Effects of house dust mite avoidance measures on Der p 1 concentrations and clinical condition of mild adult house dust mite-allergic asthmatic patients, using no inhaled steroids
Article first published online: 23 SEP 2008
Clinical & Experimental Allergy
Volume 29, Issue 10, pages 1336–1346, October 1999
How to Cite
Cloosterman, Schermer, Bijl-Hofland, Van Der Heide, Brunekreef, Van Den Elshout, Van Herwaarden and Van Schayck (1999), Effects of house dust mite avoidance measures on Der p 1 concentrations and clinical condition of mild adult house dust mite-allergic asthmatic patients, using no inhaled steroids. Clinical & Experimental Allergy, 29: 1336–1346. doi: 10.1046/j.1365-2222.1999.00627.x
- Issue published online: 23 SEP 2008
- Article first published online: 23 SEP 2008
- allergen avoidance;
- allergic asthma;
- bronchial hyperresponsiveness;
- Der p 1;
- house dust mite
Exposure to house dust mite (HDM) allergens often results in worsening of asthma. Therefore, avoidance of exposure to HDM allergens is often proposed. Unfortunately, the most effective and feasible avoidance strategy is still not completely assessed. Consequently, we investigated the effects of a combined HDM avoidance strategy on HDM allergen concentrations and clinical condition of allergic, mild asthmatic, patients using no inhaled steroids.

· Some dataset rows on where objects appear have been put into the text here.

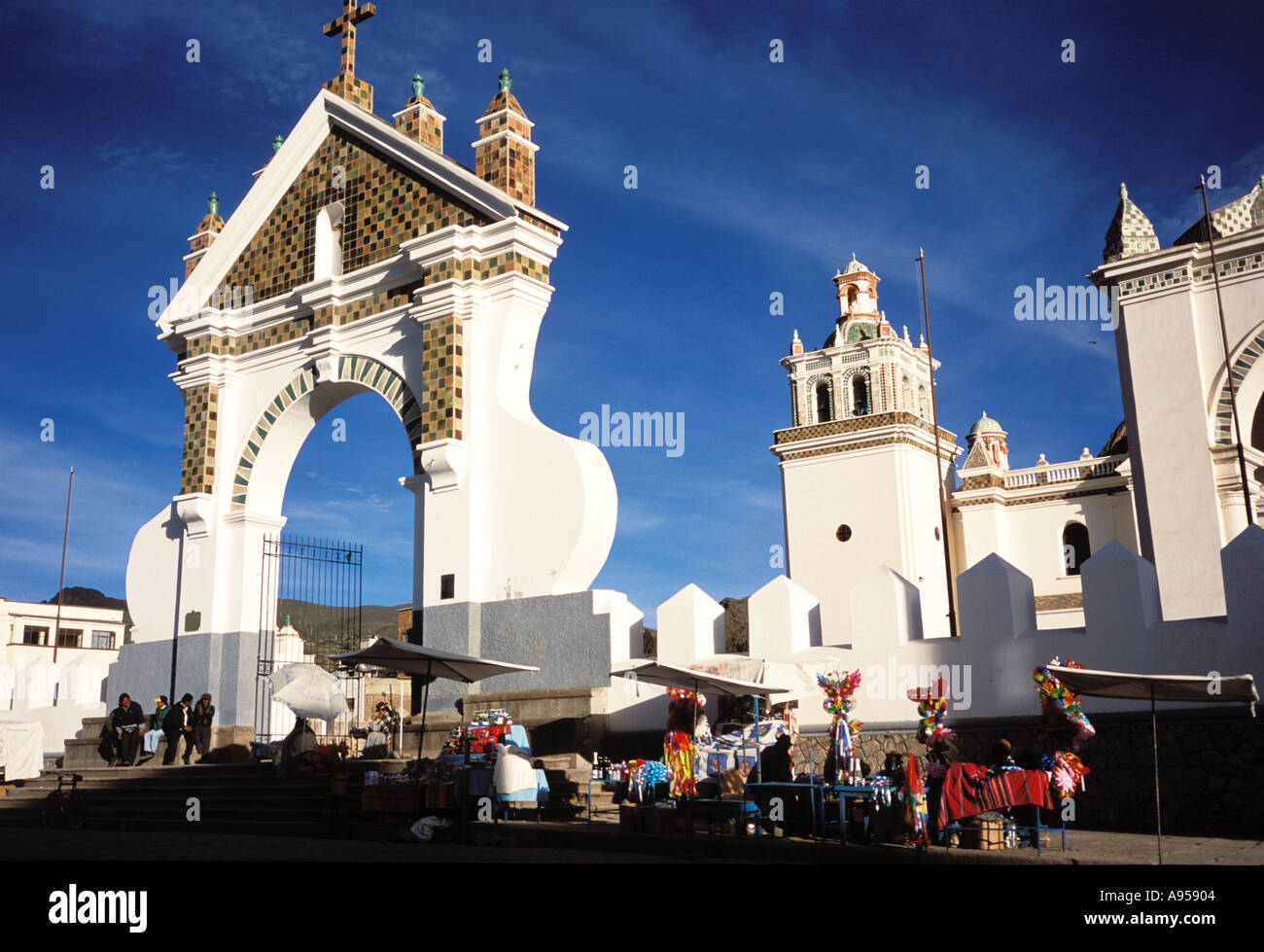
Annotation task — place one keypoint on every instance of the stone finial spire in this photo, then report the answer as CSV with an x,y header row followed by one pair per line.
x,y
345,84
207,229
1129,232
504,153
420,121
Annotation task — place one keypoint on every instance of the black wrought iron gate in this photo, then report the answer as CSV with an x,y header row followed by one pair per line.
x,y
314,585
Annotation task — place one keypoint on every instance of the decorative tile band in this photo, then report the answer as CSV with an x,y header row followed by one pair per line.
x,y
860,445
201,422
442,403
1183,274
1033,500
1224,405
1053,603
856,424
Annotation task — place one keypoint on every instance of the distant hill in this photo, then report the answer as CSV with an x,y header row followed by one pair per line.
x,y
91,598
375,619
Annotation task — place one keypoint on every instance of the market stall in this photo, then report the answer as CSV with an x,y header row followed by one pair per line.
x,y
431,664
1187,689
685,687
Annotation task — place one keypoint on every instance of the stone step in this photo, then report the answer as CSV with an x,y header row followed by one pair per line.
x,y
564,761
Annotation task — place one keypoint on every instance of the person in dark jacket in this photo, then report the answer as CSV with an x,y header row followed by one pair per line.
x,y
200,719
176,725
775,763
127,723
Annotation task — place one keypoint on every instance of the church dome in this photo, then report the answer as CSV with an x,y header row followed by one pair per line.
x,y
985,426
855,265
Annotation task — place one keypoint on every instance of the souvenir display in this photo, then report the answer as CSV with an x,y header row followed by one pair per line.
x,y
678,744
1057,700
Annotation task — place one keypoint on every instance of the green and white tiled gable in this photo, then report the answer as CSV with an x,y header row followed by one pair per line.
x,y
1130,231
383,206
1239,215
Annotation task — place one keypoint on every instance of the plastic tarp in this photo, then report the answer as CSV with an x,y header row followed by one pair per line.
x,y
1191,689
737,749
516,779
690,679
21,750
428,661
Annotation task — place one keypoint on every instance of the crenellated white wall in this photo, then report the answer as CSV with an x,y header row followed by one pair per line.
x,y
987,669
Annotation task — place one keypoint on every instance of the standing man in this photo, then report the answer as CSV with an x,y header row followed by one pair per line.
x,y
201,720
126,723
176,725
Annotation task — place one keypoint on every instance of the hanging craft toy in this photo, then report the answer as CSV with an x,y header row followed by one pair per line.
x,y
915,800
678,744
1057,700
839,698
931,708
1067,773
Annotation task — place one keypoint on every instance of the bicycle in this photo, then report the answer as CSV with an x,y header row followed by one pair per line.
x,y
63,808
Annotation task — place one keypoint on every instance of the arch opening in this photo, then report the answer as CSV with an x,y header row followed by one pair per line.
x,y
1074,547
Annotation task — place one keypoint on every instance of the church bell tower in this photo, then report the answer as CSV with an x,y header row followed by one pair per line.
x,y
862,464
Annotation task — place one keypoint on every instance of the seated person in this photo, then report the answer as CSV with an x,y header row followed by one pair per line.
x,y
513,775
1000,757
151,740
775,766
299,741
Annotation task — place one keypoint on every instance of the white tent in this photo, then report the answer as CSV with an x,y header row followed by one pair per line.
x,y
1189,689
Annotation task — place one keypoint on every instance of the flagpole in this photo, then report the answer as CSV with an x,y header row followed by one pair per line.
x,y
61,578
934,420
1224,339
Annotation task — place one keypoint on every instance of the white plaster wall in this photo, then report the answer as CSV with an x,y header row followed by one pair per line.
x,y
889,497
690,626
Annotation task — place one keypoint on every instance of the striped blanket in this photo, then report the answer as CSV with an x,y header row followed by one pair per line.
x,y
969,789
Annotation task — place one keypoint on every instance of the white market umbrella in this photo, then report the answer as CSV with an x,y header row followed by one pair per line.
x,y
430,664
652,672
1189,689
308,690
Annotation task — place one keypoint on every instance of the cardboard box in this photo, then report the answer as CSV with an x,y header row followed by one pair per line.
x,y
982,834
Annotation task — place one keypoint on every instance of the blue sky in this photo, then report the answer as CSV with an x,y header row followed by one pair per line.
x,y
754,177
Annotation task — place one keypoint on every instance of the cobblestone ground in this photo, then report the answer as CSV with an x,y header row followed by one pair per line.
x,y
1083,847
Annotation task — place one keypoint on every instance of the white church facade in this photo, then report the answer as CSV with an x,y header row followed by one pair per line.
x,y
375,262
862,484
1079,559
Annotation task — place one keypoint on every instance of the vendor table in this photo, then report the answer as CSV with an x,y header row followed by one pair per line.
x,y
969,789
619,784
1024,830
405,798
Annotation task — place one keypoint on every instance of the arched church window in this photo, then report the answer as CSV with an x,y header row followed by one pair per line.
x,y
1074,547
860,395
329,241
825,405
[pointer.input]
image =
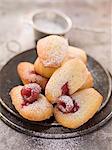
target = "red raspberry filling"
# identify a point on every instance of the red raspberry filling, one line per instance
(30, 93)
(66, 104)
(65, 89)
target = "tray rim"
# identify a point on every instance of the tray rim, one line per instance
(55, 136)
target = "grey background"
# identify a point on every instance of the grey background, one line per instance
(91, 31)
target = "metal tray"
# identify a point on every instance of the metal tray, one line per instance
(49, 128)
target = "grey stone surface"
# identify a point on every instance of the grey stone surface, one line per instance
(91, 31)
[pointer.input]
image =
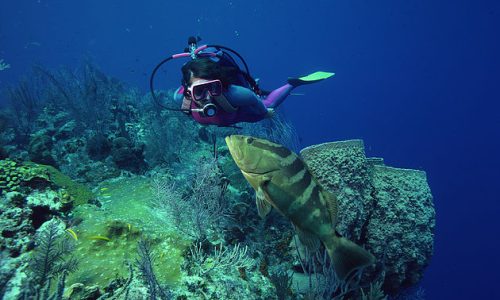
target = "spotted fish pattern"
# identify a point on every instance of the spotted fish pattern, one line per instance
(283, 181)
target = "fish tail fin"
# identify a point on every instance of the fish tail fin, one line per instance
(347, 257)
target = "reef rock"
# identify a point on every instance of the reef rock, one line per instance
(389, 210)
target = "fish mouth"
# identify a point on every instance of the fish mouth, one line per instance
(258, 173)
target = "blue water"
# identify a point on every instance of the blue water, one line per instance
(417, 80)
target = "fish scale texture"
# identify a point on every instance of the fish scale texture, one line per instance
(388, 210)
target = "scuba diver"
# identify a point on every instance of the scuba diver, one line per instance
(216, 91)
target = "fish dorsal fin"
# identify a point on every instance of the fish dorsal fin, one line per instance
(263, 207)
(309, 240)
(331, 203)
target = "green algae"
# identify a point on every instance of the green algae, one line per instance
(127, 215)
(78, 192)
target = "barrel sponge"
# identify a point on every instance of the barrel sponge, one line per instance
(388, 210)
(342, 168)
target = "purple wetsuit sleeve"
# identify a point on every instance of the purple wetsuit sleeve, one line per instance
(276, 97)
(245, 100)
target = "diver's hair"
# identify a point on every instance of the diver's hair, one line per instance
(208, 69)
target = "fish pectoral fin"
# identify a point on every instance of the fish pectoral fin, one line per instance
(309, 240)
(263, 207)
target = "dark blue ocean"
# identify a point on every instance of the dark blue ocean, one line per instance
(418, 81)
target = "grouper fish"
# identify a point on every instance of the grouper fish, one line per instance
(283, 181)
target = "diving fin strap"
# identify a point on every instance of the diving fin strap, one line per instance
(311, 78)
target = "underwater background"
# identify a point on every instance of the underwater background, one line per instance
(418, 81)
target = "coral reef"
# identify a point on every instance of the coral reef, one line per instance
(389, 210)
(160, 178)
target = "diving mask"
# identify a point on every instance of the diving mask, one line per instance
(200, 89)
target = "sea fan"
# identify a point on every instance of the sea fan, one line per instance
(50, 258)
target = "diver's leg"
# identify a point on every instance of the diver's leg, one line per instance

Asthmatic patients, allergic to HDM, using no inhaled corticosteroids, were randomly allocated to an active (n = 76) or a placebo allergen-avoidance group (n = 81). Avoidance measures consisted of applying Acarosan® (placebo: water) to the living room and bedroom floors, and the use of HDM-impermeable covers for mattresses and bedding (placebo: cotton covers for mattresses only). Effects on allergen concentrations (Der p 1), FEV1, bronchial hyperresponsiveness, peak flow parameters and asthma symptom scores were studied during 20 weeks and controlled for the allergic status of the patients.

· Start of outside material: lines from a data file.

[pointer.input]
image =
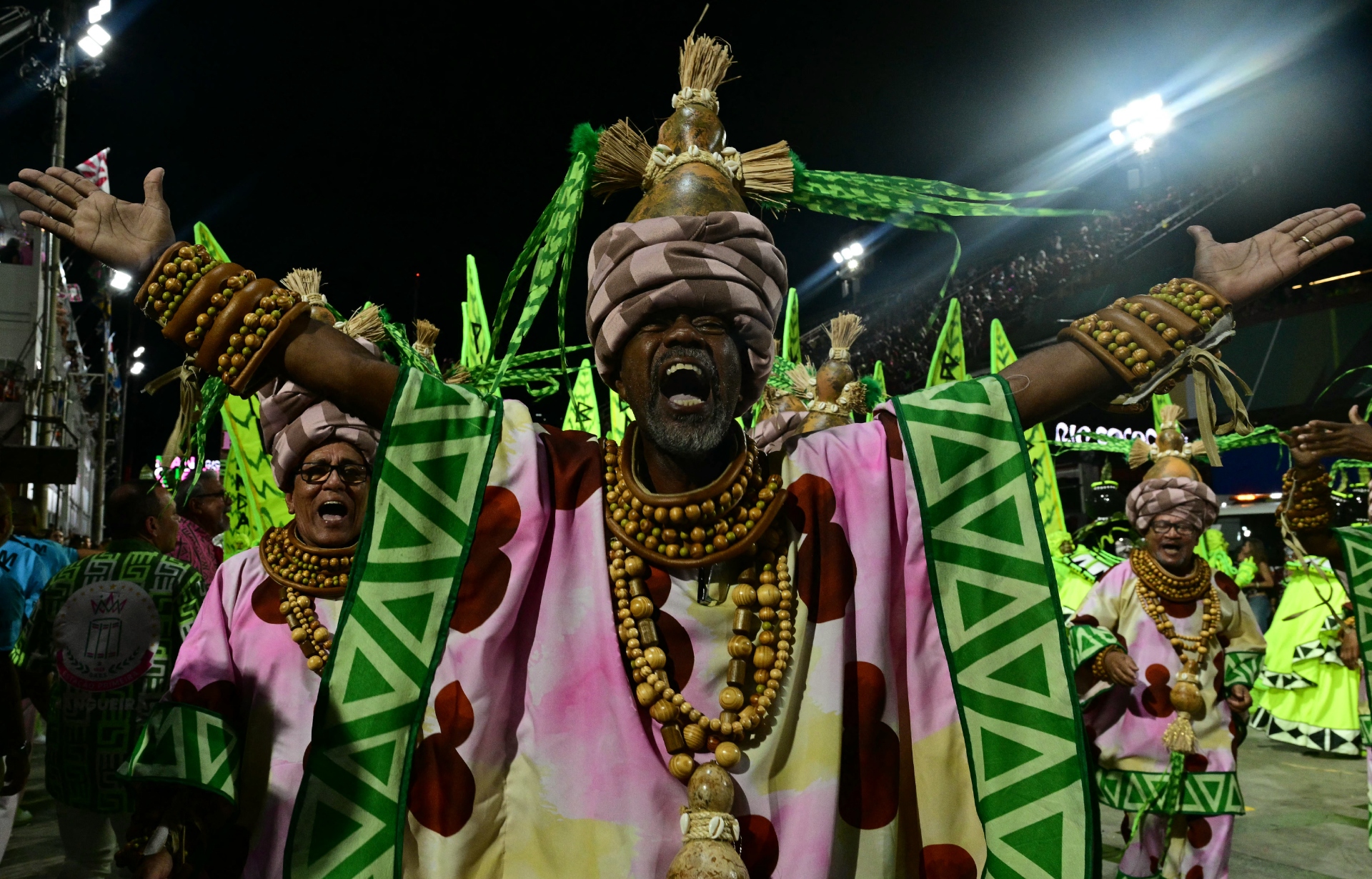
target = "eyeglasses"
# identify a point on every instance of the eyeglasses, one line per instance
(317, 472)
(1179, 528)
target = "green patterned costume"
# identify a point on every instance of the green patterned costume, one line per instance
(91, 731)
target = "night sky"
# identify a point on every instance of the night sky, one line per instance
(383, 143)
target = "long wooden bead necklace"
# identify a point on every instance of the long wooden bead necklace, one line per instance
(305, 574)
(1155, 586)
(763, 627)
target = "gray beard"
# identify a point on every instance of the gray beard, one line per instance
(690, 438)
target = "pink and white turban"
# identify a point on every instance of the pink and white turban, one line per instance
(295, 422)
(1193, 501)
(723, 264)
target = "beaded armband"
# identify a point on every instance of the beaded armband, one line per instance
(222, 313)
(1098, 665)
(1305, 504)
(1140, 338)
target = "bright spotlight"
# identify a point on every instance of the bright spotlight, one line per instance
(1140, 122)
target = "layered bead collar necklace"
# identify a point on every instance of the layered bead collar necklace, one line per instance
(735, 517)
(305, 574)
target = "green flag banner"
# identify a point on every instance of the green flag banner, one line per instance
(1040, 458)
(477, 332)
(790, 329)
(257, 502)
(582, 410)
(1010, 667)
(948, 362)
(619, 417)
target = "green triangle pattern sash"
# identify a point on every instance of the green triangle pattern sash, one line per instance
(434, 460)
(998, 609)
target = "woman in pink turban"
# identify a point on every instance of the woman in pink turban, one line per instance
(1166, 650)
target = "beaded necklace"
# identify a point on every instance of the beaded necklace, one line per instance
(744, 525)
(1154, 586)
(305, 574)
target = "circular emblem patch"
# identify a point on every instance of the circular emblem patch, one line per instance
(104, 635)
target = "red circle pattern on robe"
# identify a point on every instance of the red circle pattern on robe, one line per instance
(869, 777)
(825, 570)
(948, 862)
(487, 572)
(442, 789)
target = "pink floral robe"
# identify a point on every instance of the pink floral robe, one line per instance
(537, 760)
(1125, 726)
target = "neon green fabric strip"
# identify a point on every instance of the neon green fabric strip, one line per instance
(434, 460)
(1010, 668)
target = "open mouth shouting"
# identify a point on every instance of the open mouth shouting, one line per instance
(685, 383)
(334, 512)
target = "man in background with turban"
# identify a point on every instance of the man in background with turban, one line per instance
(1158, 620)
(259, 643)
(548, 631)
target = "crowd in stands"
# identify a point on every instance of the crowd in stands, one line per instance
(1070, 255)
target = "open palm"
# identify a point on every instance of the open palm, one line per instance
(120, 234)
(1256, 265)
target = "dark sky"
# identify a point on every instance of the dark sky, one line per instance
(382, 143)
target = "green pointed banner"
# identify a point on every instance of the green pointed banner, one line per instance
(948, 362)
(582, 410)
(206, 239)
(256, 501)
(1040, 458)
(999, 619)
(619, 417)
(350, 812)
(477, 332)
(790, 329)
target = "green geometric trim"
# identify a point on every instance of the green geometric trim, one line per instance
(435, 458)
(1202, 793)
(1357, 560)
(1008, 655)
(1087, 641)
(1242, 668)
(186, 745)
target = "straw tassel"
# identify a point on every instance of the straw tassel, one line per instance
(769, 173)
(620, 159)
(426, 337)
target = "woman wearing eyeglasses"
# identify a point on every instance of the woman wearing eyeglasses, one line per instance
(1166, 650)
(250, 668)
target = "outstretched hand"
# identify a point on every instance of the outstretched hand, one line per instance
(1245, 269)
(120, 234)
(1334, 440)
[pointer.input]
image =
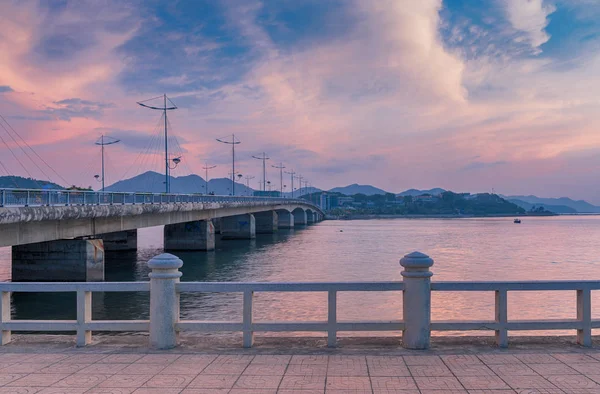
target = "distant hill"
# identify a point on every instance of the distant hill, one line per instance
(552, 208)
(578, 205)
(26, 183)
(153, 182)
(416, 192)
(350, 190)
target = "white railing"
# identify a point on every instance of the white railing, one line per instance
(37, 197)
(416, 327)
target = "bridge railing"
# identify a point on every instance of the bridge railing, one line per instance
(416, 325)
(37, 197)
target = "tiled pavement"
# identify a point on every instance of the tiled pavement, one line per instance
(195, 373)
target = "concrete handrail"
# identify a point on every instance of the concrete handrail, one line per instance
(165, 322)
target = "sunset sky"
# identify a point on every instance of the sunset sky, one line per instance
(468, 95)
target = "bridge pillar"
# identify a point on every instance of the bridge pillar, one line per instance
(266, 222)
(285, 219)
(120, 240)
(65, 260)
(196, 235)
(299, 217)
(238, 227)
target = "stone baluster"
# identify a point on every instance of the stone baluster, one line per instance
(416, 300)
(164, 300)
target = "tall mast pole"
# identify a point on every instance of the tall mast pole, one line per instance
(264, 158)
(281, 167)
(233, 143)
(292, 173)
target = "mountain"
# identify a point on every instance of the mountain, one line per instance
(357, 189)
(153, 182)
(18, 182)
(552, 208)
(416, 192)
(578, 205)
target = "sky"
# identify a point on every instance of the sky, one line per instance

The active covers reduced Der p 1 concentrations to 9.4% (P = 0.0001), and were always significant lower than in the placebo group (P = 0.0002). Acarosan® resulted in slight but significant decreases (twofold, P = 0.0001), both on living room and bedroom floors, but concentrations were never significantly lower than the placebo group. Although the combined avoidance strategy resulted in a considerable reduction in allergen load in the active group, no differences were seen between the two groups in any of the clinical parameters during the follow-up period in this group of allergic asthmatics, using no inhaled corticosteroids. Corrections for the allergic status did not alter these results.

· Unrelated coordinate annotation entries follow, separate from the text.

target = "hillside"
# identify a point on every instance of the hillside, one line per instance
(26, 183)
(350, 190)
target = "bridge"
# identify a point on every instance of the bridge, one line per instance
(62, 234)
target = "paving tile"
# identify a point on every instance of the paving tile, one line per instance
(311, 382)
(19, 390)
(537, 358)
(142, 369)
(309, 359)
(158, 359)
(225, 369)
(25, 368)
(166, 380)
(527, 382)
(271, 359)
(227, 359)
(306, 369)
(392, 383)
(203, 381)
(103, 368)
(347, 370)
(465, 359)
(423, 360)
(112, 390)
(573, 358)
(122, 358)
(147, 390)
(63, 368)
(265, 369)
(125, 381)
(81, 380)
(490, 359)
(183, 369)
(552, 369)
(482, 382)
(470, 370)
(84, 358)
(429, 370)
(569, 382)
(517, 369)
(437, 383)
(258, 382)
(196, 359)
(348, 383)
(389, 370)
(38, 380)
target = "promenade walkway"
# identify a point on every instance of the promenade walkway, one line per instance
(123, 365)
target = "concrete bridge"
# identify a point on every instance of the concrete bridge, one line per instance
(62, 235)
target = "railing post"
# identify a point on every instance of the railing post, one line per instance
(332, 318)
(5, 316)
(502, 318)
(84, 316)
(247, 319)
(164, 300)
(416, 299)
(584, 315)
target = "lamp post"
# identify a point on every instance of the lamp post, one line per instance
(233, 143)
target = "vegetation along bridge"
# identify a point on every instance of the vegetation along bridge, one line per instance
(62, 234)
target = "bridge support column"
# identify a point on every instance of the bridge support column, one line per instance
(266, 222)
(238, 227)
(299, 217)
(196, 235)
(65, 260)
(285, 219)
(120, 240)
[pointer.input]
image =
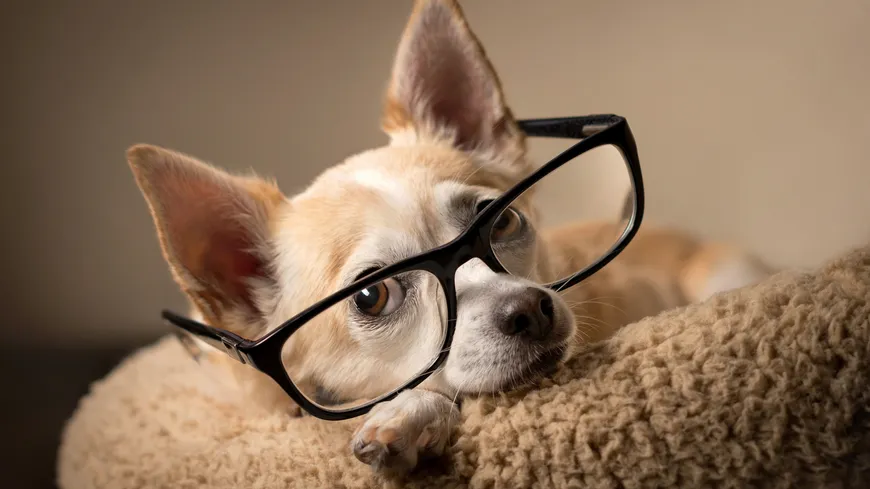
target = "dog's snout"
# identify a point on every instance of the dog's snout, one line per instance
(532, 314)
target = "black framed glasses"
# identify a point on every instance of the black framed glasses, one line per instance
(421, 289)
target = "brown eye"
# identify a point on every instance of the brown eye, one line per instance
(381, 299)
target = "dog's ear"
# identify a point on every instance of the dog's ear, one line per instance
(214, 230)
(443, 84)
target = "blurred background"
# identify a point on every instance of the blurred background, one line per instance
(752, 121)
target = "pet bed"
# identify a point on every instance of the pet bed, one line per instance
(767, 386)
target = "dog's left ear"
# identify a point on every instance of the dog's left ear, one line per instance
(443, 84)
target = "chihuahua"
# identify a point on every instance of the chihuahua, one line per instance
(248, 257)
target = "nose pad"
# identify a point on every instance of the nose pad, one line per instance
(532, 315)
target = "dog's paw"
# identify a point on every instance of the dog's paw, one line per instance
(396, 434)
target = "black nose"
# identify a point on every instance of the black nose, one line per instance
(530, 314)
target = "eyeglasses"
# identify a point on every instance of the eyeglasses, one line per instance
(421, 290)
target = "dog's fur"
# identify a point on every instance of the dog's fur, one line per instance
(248, 257)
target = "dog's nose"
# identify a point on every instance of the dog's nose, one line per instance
(531, 314)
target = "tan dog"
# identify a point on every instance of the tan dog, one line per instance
(249, 257)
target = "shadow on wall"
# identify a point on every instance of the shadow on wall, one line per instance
(750, 119)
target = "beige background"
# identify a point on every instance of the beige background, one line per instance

The combined avoidance strategy was effective in reducing HDM allergen concentration. This was especially achieved by the allergen-impermeable covers, while the effects of Acarosan® were only marginal. However, this allergen reduction was not reflected in a convincing improvement in clinical condition in this group of mild allergic asthmatics, using no inhaled steroids. Perhaps, a longer follow-up period would have resulted in more pronounced effects.